Capasso himself was the standout individual, finishing the match rated 7.74, the highest of any outfield player on either side. He won six of eight aerial duels, blocked two shots, and made five clearances in addition to his goal. A complete performance from a defender who had no business being the match-winner, yet was.
Context and Consequences
Santos came into Matchweek 15 of the Clausura without a win in their previous four outings, a winless run that now extends to five. Their record of no wins, two draws, and three losses in their last five matches tells the story of a side that has stalled at a critical point in the tournament. With the Liguilla places determined by the regular season table, every dropped point at home tightens the squeeze on their playoff ambitions.
Atlas, by contrast, arrive at this fixture having won two of their last five and now add a third victory to that sequence.
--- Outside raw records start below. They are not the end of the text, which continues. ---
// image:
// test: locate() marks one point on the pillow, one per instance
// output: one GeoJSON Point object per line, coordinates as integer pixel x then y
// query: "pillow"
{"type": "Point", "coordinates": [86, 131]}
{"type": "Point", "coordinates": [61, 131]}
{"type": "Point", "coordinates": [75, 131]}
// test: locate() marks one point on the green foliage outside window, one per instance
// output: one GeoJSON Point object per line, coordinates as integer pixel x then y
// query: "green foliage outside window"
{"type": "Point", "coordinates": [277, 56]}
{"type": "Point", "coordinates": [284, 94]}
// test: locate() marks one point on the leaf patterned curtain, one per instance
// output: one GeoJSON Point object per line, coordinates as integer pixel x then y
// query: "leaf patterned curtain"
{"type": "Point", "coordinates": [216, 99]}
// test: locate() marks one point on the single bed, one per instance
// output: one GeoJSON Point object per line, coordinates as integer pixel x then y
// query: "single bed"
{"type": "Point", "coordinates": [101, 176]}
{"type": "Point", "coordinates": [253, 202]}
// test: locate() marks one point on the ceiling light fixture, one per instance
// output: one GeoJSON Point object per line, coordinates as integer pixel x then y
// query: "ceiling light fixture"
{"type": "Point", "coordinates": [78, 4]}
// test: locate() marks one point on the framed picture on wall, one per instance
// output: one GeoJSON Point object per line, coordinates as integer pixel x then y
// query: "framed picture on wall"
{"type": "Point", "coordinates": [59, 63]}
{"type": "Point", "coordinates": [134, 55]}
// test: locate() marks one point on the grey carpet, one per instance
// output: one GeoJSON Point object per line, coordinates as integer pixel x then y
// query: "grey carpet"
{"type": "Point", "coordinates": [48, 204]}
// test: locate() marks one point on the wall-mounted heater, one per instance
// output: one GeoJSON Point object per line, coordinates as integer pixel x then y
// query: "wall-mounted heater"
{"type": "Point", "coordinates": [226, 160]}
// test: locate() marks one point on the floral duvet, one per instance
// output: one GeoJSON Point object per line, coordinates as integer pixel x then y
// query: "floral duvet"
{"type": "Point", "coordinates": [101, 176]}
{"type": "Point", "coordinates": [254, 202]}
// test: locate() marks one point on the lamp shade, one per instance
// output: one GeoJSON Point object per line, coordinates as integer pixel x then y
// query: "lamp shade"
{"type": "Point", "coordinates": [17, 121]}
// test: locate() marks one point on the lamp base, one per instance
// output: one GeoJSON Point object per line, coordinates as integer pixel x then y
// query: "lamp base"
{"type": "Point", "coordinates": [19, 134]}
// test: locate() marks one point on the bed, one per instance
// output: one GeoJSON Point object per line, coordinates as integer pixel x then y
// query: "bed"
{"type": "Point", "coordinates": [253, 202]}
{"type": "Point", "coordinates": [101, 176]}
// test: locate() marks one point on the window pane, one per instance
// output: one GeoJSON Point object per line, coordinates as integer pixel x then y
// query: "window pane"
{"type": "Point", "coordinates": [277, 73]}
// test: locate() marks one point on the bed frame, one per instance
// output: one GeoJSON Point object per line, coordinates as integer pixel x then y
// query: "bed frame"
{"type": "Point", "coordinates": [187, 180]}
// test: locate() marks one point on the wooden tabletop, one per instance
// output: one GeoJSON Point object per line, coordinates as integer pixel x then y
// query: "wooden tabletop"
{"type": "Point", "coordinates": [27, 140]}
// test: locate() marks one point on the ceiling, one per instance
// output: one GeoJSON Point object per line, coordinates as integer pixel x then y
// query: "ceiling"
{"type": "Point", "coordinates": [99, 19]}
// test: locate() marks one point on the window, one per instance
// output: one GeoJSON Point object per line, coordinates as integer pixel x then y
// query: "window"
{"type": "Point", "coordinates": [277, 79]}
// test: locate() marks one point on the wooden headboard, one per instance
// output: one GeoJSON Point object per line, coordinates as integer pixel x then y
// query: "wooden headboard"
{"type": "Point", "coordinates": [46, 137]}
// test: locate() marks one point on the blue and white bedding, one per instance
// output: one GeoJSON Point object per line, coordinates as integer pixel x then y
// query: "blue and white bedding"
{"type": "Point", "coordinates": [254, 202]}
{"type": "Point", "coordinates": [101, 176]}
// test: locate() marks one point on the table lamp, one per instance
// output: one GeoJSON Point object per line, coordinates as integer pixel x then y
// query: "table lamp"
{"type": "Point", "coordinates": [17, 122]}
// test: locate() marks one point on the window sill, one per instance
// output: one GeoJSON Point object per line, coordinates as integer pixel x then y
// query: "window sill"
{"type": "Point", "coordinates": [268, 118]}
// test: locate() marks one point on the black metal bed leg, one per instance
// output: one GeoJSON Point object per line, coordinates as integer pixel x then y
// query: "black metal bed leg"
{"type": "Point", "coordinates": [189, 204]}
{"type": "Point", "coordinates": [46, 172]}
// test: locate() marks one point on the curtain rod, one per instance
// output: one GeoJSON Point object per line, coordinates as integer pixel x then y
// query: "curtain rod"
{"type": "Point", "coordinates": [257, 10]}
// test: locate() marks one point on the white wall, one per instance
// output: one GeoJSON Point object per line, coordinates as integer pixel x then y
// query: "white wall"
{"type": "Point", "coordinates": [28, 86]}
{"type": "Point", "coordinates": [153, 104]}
A 1-0 win over Guadalajara at home in March, and now a 1-0 away win at Santos: Cocca Pera’s side know how to grind out results when the occasion demands it.
Santos Laguna remain without a Clausura win in five attempts, their Liguilla prospects growing more precarious with each passing weekend. Atlas take the points back to Guadalajara and move in the right direction with the playoff picture sharpening. For Santos, the questions will only get louder: 14 shots, four big chances, a penalty, the woodwork, and still nothing to show for it. This was not a match they lacked for opportunity. They lacked the ruthlessness to take any of them.